So what do you think: do the compactness and reduced repetition justify this despite the ugliness and the potential drawbacks?
Never put open or close {} inside macros. C programmers are not used to this so code gets difficult to read.
In your case this is even completely superfluous, you just don't need them. If you do such a thing do
FOR3D(I, J, K, ISIZE, JSIZE, KSIZE) \
for (size_t I=0; I<ISIIZE, I++) \
for (size_t J=0; J<JSIZE, J++) \
for (size_t K=0; K<KSIZE, K++)
no need for a terminating macro. The programmer can place the {} directly.
Also, above I have used size_t as the correct type in C for loop indices. 3D matrices easily get large, int arithmetic overflows when you don't think of it.
If these 3D arrays are “small”, you can ignore me. If your 3D arrays are large, but you don't much care about performance, you can ignore me. If you subscribe to the (common but false) doctrine that compilers are quasi-magical tools that can poop out optimal code almost irrespective of the input, you can ignore me.
You are probably aware of the general caveats regarding macros, how they can frustrate debugging, etc., but if your 3D arrays are “large” (whatever that means), and your algorithms are performance-oriented, there may be drawbacks of your strategy that you may not have considered.
First: if you are doing linear algebra, you almost certainly want to use dedicated linear algebra libraries, such as BLAS, LAPACK, etc., rather than “rolling your own”. OpenBLAS (from GotoBLAS) will totally smoke any equivalent you write, probably by at least an order of magnitude.

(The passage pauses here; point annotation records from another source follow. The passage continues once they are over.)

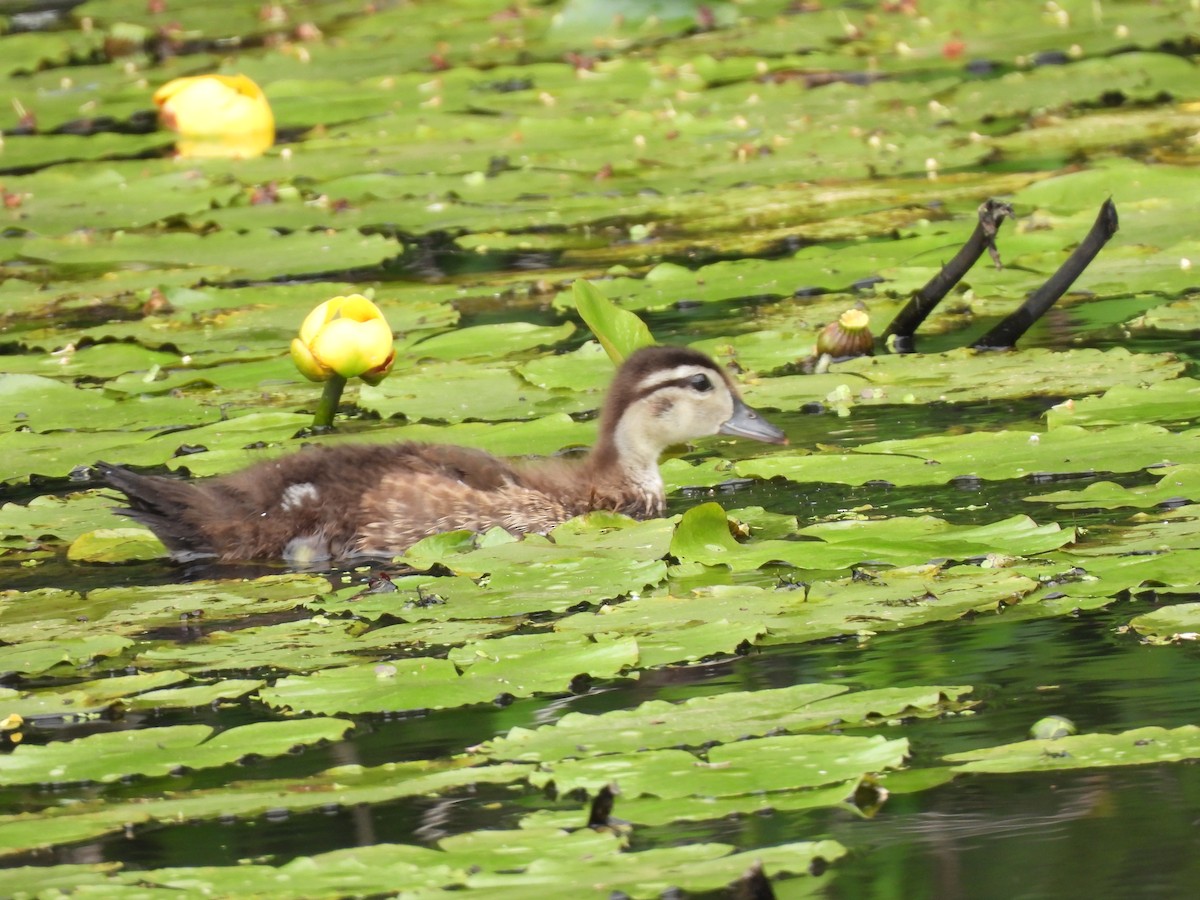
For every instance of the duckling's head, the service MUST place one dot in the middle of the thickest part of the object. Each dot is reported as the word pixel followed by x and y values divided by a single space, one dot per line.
pixel 670 395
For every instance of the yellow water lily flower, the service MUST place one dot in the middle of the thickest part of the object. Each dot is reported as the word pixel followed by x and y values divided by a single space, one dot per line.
pixel 346 336
pixel 216 115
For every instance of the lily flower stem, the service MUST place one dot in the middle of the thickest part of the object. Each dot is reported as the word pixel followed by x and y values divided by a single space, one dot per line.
pixel 329 400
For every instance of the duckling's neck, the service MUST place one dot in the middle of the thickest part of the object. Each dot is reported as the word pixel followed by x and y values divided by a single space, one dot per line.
pixel 628 463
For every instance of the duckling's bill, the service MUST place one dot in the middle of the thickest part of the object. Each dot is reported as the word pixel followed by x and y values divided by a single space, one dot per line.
pixel 745 423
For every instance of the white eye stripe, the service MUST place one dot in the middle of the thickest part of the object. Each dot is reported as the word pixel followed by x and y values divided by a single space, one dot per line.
pixel 677 375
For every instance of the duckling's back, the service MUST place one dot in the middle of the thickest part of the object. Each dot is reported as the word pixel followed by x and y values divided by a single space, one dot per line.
pixel 319 503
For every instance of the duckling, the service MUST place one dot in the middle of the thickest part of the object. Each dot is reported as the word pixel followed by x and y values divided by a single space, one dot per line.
pixel 378 499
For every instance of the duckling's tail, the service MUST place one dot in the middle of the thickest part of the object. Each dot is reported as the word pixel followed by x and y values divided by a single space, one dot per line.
pixel 160 504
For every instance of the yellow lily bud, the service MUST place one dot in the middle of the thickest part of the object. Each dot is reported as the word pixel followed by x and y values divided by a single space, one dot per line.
pixel 849 336
pixel 346 336
pixel 216 117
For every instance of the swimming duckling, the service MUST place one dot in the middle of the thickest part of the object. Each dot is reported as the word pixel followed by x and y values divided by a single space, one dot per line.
pixel 378 499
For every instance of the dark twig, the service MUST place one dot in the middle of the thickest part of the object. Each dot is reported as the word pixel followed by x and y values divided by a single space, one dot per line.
pixel 754 885
pixel 1008 333
pixel 907 321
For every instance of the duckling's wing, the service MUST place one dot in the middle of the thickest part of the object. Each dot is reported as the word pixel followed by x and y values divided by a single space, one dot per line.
pixel 156 503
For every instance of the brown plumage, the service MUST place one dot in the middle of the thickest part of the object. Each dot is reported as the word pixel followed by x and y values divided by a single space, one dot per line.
pixel 377 499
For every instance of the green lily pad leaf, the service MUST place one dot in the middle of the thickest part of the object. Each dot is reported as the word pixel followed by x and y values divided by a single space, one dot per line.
pixel 786 615
pixel 1181 316
pixel 994 456
pixel 588 369
pixel 136 610
pixel 345 786
pixel 256 255
pixel 1179 483
pixel 1163 402
pixel 40 657
pixel 965 375
pixel 196 695
pixel 702 868
pixel 282 647
pixel 784 763
pixel 455 394
pixel 703 535
pixel 53 517
pixel 528 665
pixel 45 405
pixel 657 813
pixel 491 341
pixel 30 880
pixel 153 753
pixel 1139 747
pixel 618 331
pixel 723 718
pixel 1179 622
pixel 117 545
pixel 81 700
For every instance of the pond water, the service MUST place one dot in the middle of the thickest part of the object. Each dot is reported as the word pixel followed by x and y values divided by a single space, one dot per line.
pixel 953 546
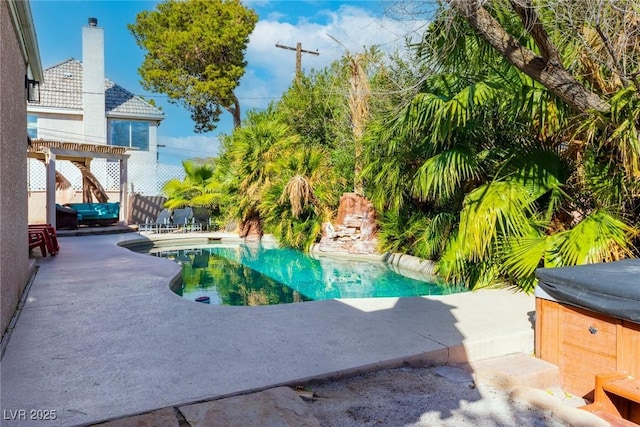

This is doubly true if your matrices are sparse and triply true if your matrices are sparse and structured (such as tridiagonal).
Second: if your 3D arrays represent Cartesian grids for some kind of simulation (like a finite-difference method), and/or are intended to be fed to any numerical library, you absolutely do not want to represent them as C 3D arrays. You will want, instead, to use a 1D C array and use library functions where possible and perform index computations yourself (see this answer for details) where necessary.
Third: if you really do have to write your own triple-nested loops, the nesting order of the loops is a serious performance consideration. It might well be that the data-access pattern for ijk order (rather than ikj or kji) yields poor cache behavior for your algorithm, as is the case for dense matrix-matrix multiplication, for example. Your compiler might be able to do some limited loop exchange (last time I checked, icc would produce reasonably fast code for naive xGEMM, but gcc wouldn't). As you implement more and more triple-nested loops, and your proposed solution becomes more and more attractive, it becomes less and less likely that a “one loop-order fits all” strategy will give reasonable performance in all cases.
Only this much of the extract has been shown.